Theoretical Cryptography Part I - MD5
Since Martin constantly manages to cover all ongoing news regarding cryptography and security I myself planned on writing about "any time soon", I had to look for other topics on the subject I could cover. So I decided to make good use of all the time I spend studying this kind of stuff and share this knowledge with you. And I would be very grateful, if someone could tell me in return how to defeat shirred fabrics with my sewing machine... but that's a whole different matter.
So for the first Part of this - hopefully ongoing - series, I decided to look at the MD5 hash algorithm. It's one of the most commonly used cryptographic algorithms out there and I would claim that nearly everyone has a password somewhere that is stored with an MD5 or similar hash.
MD5 stands for Message-Digest Algorithm 5, and is - as already mentioned and you probably already knew - a hash algorithm.
The MD5 hash algorithm is in simple terms a deterministic function (or blackbox) that will calculate a 128-Bit hash value from a given string of well-nigh any length ... yeah, I had to read this sentence over a few times, and it's just rubbish. If I wanted to write something like that, I could've gone Wikipedia. So let's crack this one open.
You feed the MD5-Box a string of any length you want. This "string" doesn't have to be alphanumeric of course, any stream of bits and bytes is just fine, like the bitstream of a file, for instance. The output string has always a length of 128 bits and is usually noted as a string of 32 octets, like this one: "B5A8AD3A9CDD6A6953FCBE6975FDE734" (try guessing what I typed in though).
One of the most important things about hashes is, that they are so-called one-way-functions, meaning, they only encrypt stuff, and can't - and must not - be decrypted. So hashes are often used for storing passwords in a databases. The same plaintext will always be hashed to the same cipher text with MD5, so all you have to do to check if your password and the stored (hashed) password are identical is to compute the hash of the given password and compare it with the stored one.
There are several demands a good hash-function has to meet in order not to get cracked in the first two hours of its lifetime.
The first one is, that a minor change in the plaintext (like "ghacks" and "gHacks") should have a big impact on the computed hash ("D1B81FBDEB51C3A850E37177A5A22498" and "DB3E20DC88EF0B6CA6A8FD5DA448D323"). If the difference would be only minor, and I know the plaintext and hash of "ghacks" (which I do, of course), and have the hash of "gHacks" without the knowledge of its plaintext, I could easily guess it.

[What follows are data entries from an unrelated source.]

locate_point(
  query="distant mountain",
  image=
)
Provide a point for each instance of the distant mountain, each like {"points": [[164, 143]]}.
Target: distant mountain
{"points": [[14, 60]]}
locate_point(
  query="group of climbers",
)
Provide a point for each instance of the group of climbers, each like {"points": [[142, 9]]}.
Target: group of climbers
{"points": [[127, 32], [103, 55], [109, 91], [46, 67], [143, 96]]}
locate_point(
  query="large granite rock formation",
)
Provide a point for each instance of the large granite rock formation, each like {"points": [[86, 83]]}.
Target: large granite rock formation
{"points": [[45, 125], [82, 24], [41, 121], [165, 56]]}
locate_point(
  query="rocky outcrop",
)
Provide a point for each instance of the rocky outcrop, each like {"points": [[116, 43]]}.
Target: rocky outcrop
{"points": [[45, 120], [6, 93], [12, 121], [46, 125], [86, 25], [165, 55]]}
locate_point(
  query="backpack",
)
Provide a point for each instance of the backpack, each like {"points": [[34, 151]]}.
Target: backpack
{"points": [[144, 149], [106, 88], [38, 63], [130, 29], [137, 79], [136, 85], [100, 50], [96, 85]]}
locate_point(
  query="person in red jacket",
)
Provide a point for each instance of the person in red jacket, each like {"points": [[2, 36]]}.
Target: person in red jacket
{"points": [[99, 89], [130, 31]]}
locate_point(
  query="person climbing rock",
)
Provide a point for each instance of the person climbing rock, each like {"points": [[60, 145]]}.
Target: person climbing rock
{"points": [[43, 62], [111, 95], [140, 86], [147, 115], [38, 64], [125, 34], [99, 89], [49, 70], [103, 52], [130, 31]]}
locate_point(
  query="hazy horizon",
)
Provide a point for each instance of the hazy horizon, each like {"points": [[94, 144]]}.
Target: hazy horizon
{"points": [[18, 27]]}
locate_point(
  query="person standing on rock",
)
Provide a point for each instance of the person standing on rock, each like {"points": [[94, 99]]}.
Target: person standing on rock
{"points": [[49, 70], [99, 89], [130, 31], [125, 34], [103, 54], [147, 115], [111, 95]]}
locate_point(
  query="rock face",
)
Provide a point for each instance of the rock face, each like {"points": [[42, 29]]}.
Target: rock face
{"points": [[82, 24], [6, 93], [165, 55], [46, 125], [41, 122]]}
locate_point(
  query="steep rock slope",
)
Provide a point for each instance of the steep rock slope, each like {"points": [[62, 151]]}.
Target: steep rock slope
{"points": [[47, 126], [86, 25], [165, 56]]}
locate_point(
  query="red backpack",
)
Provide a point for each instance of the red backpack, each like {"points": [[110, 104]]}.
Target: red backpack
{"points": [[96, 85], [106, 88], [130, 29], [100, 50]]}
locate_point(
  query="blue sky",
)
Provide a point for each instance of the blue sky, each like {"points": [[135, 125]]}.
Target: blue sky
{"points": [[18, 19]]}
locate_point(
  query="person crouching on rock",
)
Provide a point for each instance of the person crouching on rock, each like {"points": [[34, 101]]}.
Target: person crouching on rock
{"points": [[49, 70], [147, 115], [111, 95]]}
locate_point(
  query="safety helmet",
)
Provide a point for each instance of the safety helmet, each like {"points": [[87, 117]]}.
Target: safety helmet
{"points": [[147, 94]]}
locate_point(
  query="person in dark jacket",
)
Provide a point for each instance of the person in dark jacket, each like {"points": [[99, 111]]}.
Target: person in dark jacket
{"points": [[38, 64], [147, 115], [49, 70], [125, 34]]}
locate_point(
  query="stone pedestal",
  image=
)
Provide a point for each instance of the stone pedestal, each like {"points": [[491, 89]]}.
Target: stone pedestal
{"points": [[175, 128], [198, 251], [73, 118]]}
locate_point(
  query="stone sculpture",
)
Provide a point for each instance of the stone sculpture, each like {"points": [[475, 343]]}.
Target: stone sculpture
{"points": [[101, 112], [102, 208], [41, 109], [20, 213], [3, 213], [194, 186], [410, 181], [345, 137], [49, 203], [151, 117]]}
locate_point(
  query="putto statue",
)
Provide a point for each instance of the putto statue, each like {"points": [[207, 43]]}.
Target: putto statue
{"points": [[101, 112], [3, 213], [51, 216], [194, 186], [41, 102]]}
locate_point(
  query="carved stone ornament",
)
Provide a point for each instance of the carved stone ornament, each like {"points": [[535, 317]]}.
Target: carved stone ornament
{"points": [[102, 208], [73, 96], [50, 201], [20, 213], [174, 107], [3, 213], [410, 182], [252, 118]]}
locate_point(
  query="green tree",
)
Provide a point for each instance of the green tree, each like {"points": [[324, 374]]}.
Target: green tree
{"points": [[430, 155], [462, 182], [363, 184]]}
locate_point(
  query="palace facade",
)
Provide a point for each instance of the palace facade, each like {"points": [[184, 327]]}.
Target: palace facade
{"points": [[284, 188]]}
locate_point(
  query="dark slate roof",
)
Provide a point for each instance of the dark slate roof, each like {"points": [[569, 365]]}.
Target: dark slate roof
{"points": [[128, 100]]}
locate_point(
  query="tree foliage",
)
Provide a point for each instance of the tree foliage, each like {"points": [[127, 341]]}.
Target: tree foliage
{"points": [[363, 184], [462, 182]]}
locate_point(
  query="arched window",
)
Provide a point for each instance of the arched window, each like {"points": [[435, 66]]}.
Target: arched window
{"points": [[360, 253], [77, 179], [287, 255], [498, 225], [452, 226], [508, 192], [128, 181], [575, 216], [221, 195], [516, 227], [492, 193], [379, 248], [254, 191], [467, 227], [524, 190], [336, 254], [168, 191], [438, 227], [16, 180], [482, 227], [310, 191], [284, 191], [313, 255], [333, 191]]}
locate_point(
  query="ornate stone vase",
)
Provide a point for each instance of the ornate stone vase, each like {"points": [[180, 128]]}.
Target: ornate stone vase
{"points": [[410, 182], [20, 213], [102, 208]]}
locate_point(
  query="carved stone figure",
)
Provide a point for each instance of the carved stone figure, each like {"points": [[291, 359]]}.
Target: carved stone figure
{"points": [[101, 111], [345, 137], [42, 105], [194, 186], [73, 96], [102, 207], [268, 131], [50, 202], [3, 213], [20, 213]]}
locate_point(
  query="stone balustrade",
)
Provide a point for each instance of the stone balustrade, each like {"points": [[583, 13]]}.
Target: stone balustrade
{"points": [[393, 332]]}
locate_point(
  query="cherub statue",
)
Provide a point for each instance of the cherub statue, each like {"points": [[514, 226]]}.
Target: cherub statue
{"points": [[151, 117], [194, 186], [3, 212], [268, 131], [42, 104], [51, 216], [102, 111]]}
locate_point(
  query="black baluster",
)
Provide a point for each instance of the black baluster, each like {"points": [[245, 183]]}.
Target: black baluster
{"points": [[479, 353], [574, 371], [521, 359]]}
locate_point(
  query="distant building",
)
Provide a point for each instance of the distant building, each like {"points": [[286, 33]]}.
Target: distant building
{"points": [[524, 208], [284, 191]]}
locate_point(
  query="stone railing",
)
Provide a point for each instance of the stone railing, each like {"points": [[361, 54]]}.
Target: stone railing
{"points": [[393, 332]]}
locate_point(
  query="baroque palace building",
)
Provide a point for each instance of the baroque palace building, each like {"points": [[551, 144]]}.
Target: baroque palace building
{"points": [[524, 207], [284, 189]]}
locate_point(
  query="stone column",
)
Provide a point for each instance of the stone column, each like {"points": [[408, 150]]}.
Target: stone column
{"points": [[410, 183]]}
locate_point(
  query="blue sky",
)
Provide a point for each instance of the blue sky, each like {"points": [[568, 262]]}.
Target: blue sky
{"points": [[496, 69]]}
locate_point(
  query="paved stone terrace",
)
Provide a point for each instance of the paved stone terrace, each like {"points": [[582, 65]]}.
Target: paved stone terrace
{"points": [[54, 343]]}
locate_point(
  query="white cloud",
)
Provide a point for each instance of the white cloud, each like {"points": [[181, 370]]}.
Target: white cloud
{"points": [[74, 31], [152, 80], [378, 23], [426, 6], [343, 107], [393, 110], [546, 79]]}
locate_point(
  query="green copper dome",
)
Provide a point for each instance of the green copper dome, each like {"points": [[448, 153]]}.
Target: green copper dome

The second very important demand is that a hash-function produces a much smaller memory imprint than the original stream. If you hash an 11MB installer to verify its integrity and have to download another 10MB of hash file as well, it's pretty useless. There are lots of other points to keep an eye on, but these will (and have to) suffice.
As I mentioned already, hash-functions such as MD5 are most commonly used to store passwords without actually storing them in plaintext, and to verify the integrity of files. When you put a file online, just compute the hash and publish it together (but separate) with the file. Ever user would be able to determine if the downloaded file has been tampered with by simply comparing the hash of the downloaded file with the one published on the website.
Now I'd like to say something about security and known (and partly successful) attacks against hashes and MD5 in particular.
Due to the reduction (a 2MB file gets reduced to a 32-octet hash), information gets lost. This gets perfectly clear, if you take a look at the numbers. There are only 2^128 possible hash values, but infinite possible plaintexts. So in a best-case-scenario, after hashing plaintext numbers (2^128)+1 you have at least two plaintexts getting mapped on one and the same hash value.
So the first attack tries to make use of this very fact. When the same hash value is calculated from two different plaintexts, it is called a collision. Depending on the scenario of the attack using collisions, the birthday paradox comes in handy as well, increasing the attackers chance of success.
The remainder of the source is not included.